Ancak bu istenilen ve övülen bir durum değildir. Ayet insanların bu durumunu övmüyor tam tersine kötü bir hal olduğunu dile getirmektedir.
Bizim kültürümüzde de nankörlük hiç tasvip edilmemiştir. Hani şöyle bir hikaye vardır. Hocaları talebelerine her gün tatlı üzüm ikram ederlermiş Nasıl olduysa bir gün üzüm ekşi çıkmış. Ama talebeler üzümü yerken gülümseyerek yemişler.Hocaları üzümün ekşi olduğunu fark edince öğrencilere:
" Yavrularım. Madem üzüm ekşiydi .Üzümü yerken yüzünüzü neden ekşitmediniz?" diye sorunca, öğrenciler şöyle cevap vermişler: "Hocam! Yıllardır tatlı üzüm yedik. Bir gün ekşi çıktı diye yüzümüzü size karşı ekşitmek yakışır mı?
İşte böyle nankör olmayan insanlara ihtiyaç vardır.
Sanırım günümüzde en büyük nankörlük Erdoğan'a yapılan nankörlüktür.
Yoksa " VEFA" sadece İstanbul'da bir semt adı mı kalacaktı?
-Hani dava diyordunuz.
-Hani dik durma eğilme bu millet seninle diyordunuz.
-Hani pazara kadar değil, mezara kadardı.

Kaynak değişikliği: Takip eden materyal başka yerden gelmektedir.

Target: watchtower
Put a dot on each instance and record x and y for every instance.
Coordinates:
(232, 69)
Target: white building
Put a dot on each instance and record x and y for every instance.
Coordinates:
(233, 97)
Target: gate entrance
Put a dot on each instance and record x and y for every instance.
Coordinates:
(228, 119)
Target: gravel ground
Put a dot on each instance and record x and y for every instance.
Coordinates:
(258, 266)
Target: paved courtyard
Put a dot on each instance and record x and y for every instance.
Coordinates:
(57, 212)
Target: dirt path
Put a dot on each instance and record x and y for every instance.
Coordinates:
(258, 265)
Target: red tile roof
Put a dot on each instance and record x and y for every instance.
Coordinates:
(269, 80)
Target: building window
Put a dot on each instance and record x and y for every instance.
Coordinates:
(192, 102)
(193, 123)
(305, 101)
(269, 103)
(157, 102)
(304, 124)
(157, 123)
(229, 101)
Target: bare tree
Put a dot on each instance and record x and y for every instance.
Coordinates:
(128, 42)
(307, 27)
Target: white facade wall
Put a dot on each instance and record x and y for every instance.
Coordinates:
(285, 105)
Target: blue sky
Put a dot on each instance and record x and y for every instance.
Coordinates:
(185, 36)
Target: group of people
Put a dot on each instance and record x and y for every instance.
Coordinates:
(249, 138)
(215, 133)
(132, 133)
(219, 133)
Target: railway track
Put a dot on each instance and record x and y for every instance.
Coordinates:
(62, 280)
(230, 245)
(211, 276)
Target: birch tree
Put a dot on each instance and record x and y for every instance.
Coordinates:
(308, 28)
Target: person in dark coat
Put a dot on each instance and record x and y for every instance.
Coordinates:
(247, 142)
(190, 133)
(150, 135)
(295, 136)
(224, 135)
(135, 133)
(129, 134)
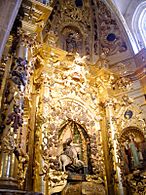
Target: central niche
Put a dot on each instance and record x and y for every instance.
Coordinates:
(72, 39)
(80, 140)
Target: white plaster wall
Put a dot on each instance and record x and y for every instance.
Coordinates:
(122, 5)
(8, 13)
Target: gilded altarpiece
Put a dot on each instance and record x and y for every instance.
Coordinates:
(67, 108)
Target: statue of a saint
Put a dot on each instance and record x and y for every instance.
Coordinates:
(70, 157)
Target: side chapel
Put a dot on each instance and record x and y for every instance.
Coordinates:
(72, 100)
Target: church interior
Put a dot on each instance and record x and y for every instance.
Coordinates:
(72, 97)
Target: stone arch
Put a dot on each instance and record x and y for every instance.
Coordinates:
(69, 109)
(72, 38)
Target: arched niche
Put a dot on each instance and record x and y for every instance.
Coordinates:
(72, 39)
(81, 140)
(139, 25)
(135, 131)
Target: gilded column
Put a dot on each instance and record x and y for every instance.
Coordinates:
(107, 158)
(113, 148)
(14, 160)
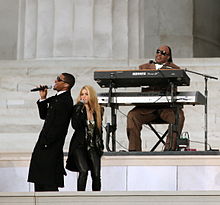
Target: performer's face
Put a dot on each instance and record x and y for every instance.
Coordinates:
(84, 96)
(60, 83)
(162, 55)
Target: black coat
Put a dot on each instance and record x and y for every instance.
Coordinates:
(46, 166)
(78, 141)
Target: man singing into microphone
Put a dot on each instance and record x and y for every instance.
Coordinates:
(145, 114)
(46, 167)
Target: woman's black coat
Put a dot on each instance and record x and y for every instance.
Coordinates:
(46, 166)
(78, 141)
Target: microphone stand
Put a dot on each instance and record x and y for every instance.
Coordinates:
(206, 77)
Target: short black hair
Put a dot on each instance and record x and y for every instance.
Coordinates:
(70, 79)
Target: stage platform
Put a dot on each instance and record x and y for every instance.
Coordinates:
(129, 171)
(111, 198)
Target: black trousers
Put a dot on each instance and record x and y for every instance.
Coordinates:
(88, 160)
(44, 187)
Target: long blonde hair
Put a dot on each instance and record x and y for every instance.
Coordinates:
(92, 103)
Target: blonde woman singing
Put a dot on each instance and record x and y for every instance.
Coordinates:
(86, 146)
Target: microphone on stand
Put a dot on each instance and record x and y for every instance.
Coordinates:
(41, 88)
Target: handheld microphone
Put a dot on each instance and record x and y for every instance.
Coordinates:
(41, 88)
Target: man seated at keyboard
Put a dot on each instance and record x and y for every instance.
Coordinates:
(145, 114)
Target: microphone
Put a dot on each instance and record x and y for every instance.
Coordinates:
(41, 88)
(151, 62)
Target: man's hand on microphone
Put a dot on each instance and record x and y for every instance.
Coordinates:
(43, 93)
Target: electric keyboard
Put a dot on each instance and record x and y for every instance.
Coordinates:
(137, 78)
(135, 98)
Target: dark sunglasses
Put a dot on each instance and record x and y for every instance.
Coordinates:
(60, 80)
(161, 52)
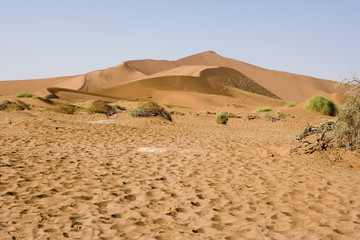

-Hani Necip Fazıl' dan şu cümleleri aktarıyordunuz: "Kim var diye seslenince, sağına, soluna bakmadan, ben varım diyenler..."
Neredesiniz, göremiyorum yoksa dağıldınız mı?
Okçular tepesindekiler! Sizler neredesiniz? Yoksa aşağıdaki ganimetlere mi koştunuz?
Yoksa bir zamanların menfaatçı kesimlerin sloganı olan " Biz dolmuş beklemeyiz, gelene bineriz" anlayışı tekrar geri mi geldi?